Give user visual feedback in the JON UI regarding connection failures
When connection failures occur, the user needs a clear description of why the failure occurred and some suggestions on how to fix the issue.
Network connectivity issues: Invalid host name, connection refused, no route to host, connection timed out, etc.
Credential failures: Invalid user name, invalid password, invalid security domain
Messages should be clear and require the interpretation of the stack trace or exception class name. The users are not Java developers.
Users may not even know what a JNP URL is or where a Principal is defined for a connection.
this is one of the reasons why the ResourceError entity is in existence. If we go by the assumption we even know why the avail went down (I'm not convinced we always know why, but if we do) we can store the info in the ResourceError table - this shows up in the GUI (yes, some people complain they don't like HOW it shows up - the yellow warning triangle in the top right) but at least we can have that information. How we show it in the GUI is a minor issue.
This has not been targeted for the current avail work. More detail is
needed to understand how to support this. Right now the getAvailability()
calls to the resource component have no way of passing back a message.
We could, add a second method to fetch an optional cause, or something like
that. It's not clear the component will be able to supply much info, and
we's also need to ensure we don't repeatedly send the same message.
Another example of this is when a resource availability scan timeout occurs. We get no log message or feedback that shows why this happened or that it even happened. Leaving the "UNAVAILABILE" resource state as a guessing game on why it is DOWN when the user can obviously see it is UP.
Created attachment 618088 [details]
Relating to comments 3 and 5 I've attached a screenshot (resource-errors.png) showing some of the information we send back from the agent today.
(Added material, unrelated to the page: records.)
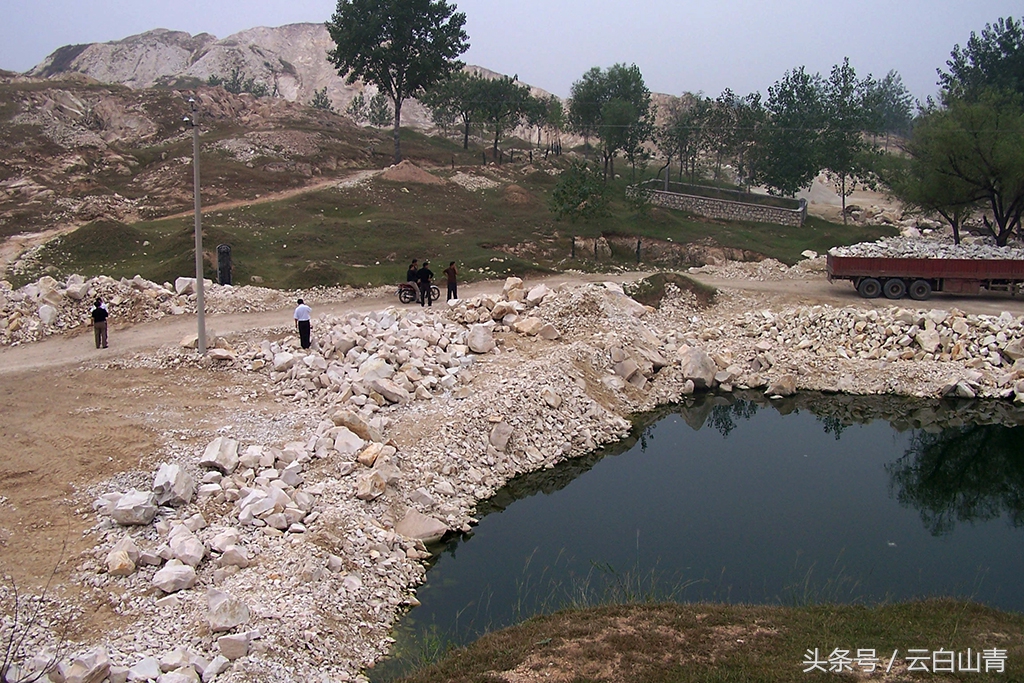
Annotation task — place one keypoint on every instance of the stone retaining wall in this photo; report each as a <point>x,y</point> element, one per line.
<point>726,210</point>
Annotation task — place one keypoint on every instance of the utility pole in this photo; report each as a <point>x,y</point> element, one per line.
<point>200,304</point>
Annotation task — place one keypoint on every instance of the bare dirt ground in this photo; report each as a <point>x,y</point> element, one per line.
<point>75,416</point>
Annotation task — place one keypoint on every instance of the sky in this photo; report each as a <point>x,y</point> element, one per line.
<point>679,45</point>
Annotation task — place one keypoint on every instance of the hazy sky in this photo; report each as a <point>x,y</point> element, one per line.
<point>680,45</point>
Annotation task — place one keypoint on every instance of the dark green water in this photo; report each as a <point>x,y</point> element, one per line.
<point>747,501</point>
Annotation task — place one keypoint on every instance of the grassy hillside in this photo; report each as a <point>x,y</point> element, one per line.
<point>367,235</point>
<point>700,643</point>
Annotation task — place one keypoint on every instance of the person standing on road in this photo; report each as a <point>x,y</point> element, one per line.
<point>99,316</point>
<point>424,276</point>
<point>413,274</point>
<point>452,273</point>
<point>302,315</point>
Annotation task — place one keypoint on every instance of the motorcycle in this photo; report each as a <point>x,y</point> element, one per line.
<point>410,293</point>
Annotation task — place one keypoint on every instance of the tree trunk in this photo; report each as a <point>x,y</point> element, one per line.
<point>842,189</point>
<point>397,127</point>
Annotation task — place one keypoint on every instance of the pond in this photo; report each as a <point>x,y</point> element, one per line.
<point>739,499</point>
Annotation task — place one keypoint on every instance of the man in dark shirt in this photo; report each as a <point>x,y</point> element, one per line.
<point>423,276</point>
<point>99,324</point>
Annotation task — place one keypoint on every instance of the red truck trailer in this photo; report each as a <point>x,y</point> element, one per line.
<point>896,278</point>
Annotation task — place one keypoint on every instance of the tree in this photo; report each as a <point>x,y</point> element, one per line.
<point>554,120</point>
<point>580,194</point>
<point>787,151</point>
<point>321,100</point>
<point>993,59</point>
<point>844,119</point>
<point>379,111</point>
<point>459,95</point>
<point>915,180</point>
<point>503,102</point>
<point>750,117</point>
<point>401,46</point>
<point>612,104</point>
<point>977,147</point>
<point>356,109</point>
<point>889,104</point>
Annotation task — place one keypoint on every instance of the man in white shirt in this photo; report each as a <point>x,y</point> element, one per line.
<point>302,315</point>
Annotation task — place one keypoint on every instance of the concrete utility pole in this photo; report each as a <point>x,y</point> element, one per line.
<point>200,304</point>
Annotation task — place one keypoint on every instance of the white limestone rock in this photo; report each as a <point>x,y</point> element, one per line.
<point>696,366</point>
<point>420,526</point>
<point>480,339</point>
<point>221,454</point>
<point>174,577</point>
<point>224,611</point>
<point>173,485</point>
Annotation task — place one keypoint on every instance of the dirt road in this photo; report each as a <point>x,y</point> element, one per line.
<point>75,416</point>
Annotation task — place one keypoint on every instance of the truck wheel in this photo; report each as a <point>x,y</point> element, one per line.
<point>894,288</point>
<point>869,288</point>
<point>920,290</point>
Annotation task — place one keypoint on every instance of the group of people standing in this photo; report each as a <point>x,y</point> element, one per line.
<point>422,278</point>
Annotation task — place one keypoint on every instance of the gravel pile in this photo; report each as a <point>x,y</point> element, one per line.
<point>416,416</point>
<point>903,247</point>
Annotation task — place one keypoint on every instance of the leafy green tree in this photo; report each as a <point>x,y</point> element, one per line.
<point>993,59</point>
<point>889,104</point>
<point>554,122</point>
<point>356,109</point>
<point>458,95</point>
<point>321,100</point>
<point>606,104</point>
<point>845,118</point>
<point>503,103</point>
<point>750,117</point>
<point>916,178</point>
<point>685,133</point>
<point>379,111</point>
<point>978,147</point>
<point>239,83</point>
<point>580,194</point>
<point>787,150</point>
<point>401,46</point>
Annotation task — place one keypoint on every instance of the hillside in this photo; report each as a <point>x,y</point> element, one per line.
<point>291,60</point>
<point>74,150</point>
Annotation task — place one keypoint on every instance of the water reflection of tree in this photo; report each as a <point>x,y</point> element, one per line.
<point>723,418</point>
<point>963,474</point>
<point>833,425</point>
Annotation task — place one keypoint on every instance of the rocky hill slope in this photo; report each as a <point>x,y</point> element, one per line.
<point>73,150</point>
<point>291,60</point>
We clearly send back information on some events, e.g. the type of the underlying server we are connecting to has changed. But as Larry points out there are still scenarios we are not sending back resource errors for.
As mazz points out, there is probably a separate discussion around how/if we should improve how those resources errors are displayed/dismissed etc in the UI
Another piece of information I think would be useful is the "age" of the availability - e.g. we show a resource green or red based on an information from 5 minutes ago, which might no longer reflect the reality. I think it would be useful for the user to see the age of the most recent avail check on a resource, together, perhaps, with way of requesting a new avail check out of schedule.